E quarta coisa: narrativa fragmentada. O Melodrama depende muito do ritmo hipnótico das cenazinhas-com-começo-meio-e-fim, que anestesiam a atenção do público. Quando a gente fragmenta a narrativa, a cada corte inesperado o público tem um sobressalto e acorda”.



O filme de Coutinho se encaixa perfeitamente neste último caso, sendo que o “fragmentar a narrativa” a que Edgar se refere inclui o que eu chamo “quebra de realidade”.

A mesma quebra de realidade de alguns personagens de P. K. Dick, que saltam para diante e para trás no Tempo, e atravessam universos paralelos, mas os conflitos marido-esposa, pais-filhos, patrão-subalterno, são sempre os mesmos.

É o melodrama “cortado”, como na mistura de bebidas, pela lucidez. Pela atenção pra não se perder no ziguezague narrativo. Em Dick não se vê propriamente a fragmentação do discurso verbal imediato. Vê-se a fragmentação da realidade consensual proposta, ou sugerida, na parte inicial do livro.
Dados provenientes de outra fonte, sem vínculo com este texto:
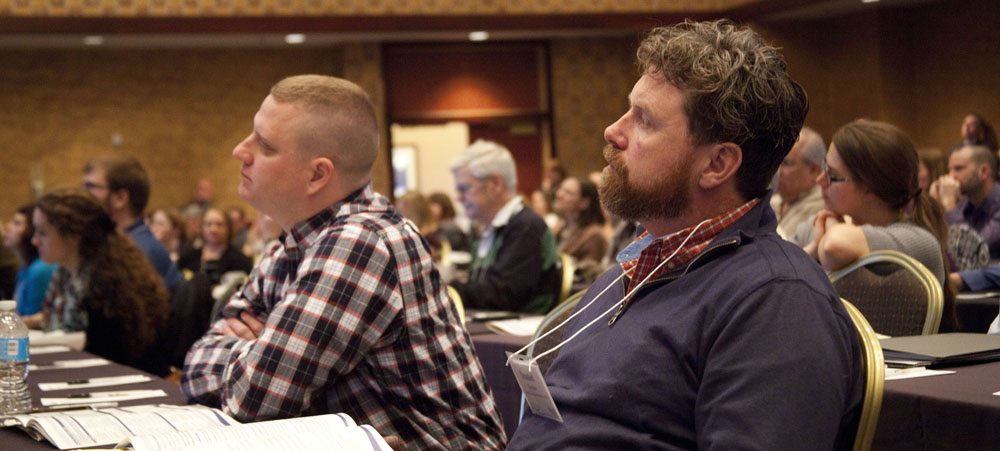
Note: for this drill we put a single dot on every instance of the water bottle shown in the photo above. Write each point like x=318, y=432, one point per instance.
x=15, y=398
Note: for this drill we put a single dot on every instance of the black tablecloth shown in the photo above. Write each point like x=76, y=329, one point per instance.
x=15, y=439
x=956, y=411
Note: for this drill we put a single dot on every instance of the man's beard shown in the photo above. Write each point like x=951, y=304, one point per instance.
x=667, y=198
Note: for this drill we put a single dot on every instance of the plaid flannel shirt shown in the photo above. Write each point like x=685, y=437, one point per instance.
x=659, y=249
x=357, y=320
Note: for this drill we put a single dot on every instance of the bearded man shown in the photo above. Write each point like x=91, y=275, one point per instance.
x=712, y=332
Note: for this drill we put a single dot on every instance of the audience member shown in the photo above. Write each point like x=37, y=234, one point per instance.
x=977, y=131
x=201, y=196
x=932, y=166
x=873, y=203
x=347, y=314
x=191, y=215
x=583, y=237
x=554, y=175
x=443, y=212
x=735, y=339
x=122, y=187
x=241, y=226
x=104, y=285
x=34, y=275
x=970, y=193
x=513, y=265
x=540, y=204
x=8, y=272
x=798, y=196
x=168, y=227
x=216, y=256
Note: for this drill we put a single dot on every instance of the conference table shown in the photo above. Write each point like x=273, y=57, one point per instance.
x=14, y=438
x=952, y=411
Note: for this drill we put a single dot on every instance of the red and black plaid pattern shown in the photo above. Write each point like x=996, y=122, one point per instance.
x=358, y=321
x=658, y=251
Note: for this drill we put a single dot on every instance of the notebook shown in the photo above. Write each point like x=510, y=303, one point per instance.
x=941, y=350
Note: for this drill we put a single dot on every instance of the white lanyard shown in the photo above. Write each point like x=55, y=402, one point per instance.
x=609, y=310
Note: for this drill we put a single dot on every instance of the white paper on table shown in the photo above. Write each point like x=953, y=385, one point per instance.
x=95, y=397
x=524, y=326
x=95, y=382
x=75, y=340
x=48, y=349
x=907, y=373
x=63, y=364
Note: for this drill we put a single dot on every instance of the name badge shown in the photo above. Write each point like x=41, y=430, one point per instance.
x=529, y=378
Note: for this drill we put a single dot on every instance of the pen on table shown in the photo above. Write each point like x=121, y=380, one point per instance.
x=109, y=394
x=96, y=405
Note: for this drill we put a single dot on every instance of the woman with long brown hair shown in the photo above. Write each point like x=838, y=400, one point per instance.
x=873, y=202
x=104, y=286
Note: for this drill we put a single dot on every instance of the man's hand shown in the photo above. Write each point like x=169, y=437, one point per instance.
x=947, y=190
x=246, y=327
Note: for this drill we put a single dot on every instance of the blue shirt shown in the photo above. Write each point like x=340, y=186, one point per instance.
x=157, y=254
x=32, y=281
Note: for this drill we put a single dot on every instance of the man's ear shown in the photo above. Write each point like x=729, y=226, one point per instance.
x=321, y=174
x=118, y=200
x=724, y=160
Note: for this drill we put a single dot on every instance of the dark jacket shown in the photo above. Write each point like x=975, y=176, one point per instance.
x=747, y=346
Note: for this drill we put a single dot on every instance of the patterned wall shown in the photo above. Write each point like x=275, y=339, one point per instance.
x=227, y=8
x=589, y=93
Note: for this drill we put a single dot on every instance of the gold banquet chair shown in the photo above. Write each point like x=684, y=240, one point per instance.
x=896, y=293
x=874, y=369
x=552, y=319
x=457, y=300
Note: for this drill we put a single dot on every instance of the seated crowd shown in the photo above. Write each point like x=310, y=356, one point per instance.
x=346, y=306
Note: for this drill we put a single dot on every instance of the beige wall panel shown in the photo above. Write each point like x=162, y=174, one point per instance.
x=179, y=112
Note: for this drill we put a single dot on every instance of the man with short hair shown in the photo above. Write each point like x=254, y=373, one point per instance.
x=798, y=196
x=513, y=266
x=970, y=194
x=347, y=312
x=713, y=333
x=122, y=186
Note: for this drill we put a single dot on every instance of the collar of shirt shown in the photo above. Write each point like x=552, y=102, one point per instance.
x=643, y=256
x=511, y=208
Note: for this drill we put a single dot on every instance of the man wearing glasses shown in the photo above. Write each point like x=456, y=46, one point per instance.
x=798, y=195
x=122, y=186
x=513, y=266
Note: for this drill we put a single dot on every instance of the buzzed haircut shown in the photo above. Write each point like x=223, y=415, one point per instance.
x=124, y=173
x=348, y=127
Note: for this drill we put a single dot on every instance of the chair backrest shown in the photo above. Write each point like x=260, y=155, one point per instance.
x=552, y=319
x=897, y=294
x=874, y=370
x=456, y=299
x=967, y=248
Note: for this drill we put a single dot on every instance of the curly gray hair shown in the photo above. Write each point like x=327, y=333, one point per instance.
x=736, y=91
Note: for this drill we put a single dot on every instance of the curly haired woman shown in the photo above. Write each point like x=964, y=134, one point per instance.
x=104, y=286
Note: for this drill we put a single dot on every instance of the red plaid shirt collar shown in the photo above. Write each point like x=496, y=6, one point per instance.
x=659, y=249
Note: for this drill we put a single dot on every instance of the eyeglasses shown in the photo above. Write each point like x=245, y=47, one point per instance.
x=830, y=179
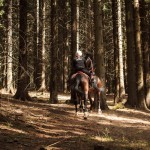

É o universo-acreditado que se fragmenta.

Os pequenos sustos conceituais de Jogo de Cena são o bastante para manter o público acordado e alerta até a última imagem, como num jogo de futebol onde até o último minuto tudo pode acontecer. E quando a gente vê duas mulheres desconhecidas dizendo a mesmíssima história, pensa logo que uma das duas é uma atriz, mas qual delas? Ou talvez as duas sejam atrizes e a história é inventada? O Brasil está cheio de grandes atrizes que eu não conheço, e eu considero isso uma ótima notícia.

Pra uma história, basta ser inventada para conquistar um certo grau de verdadeira.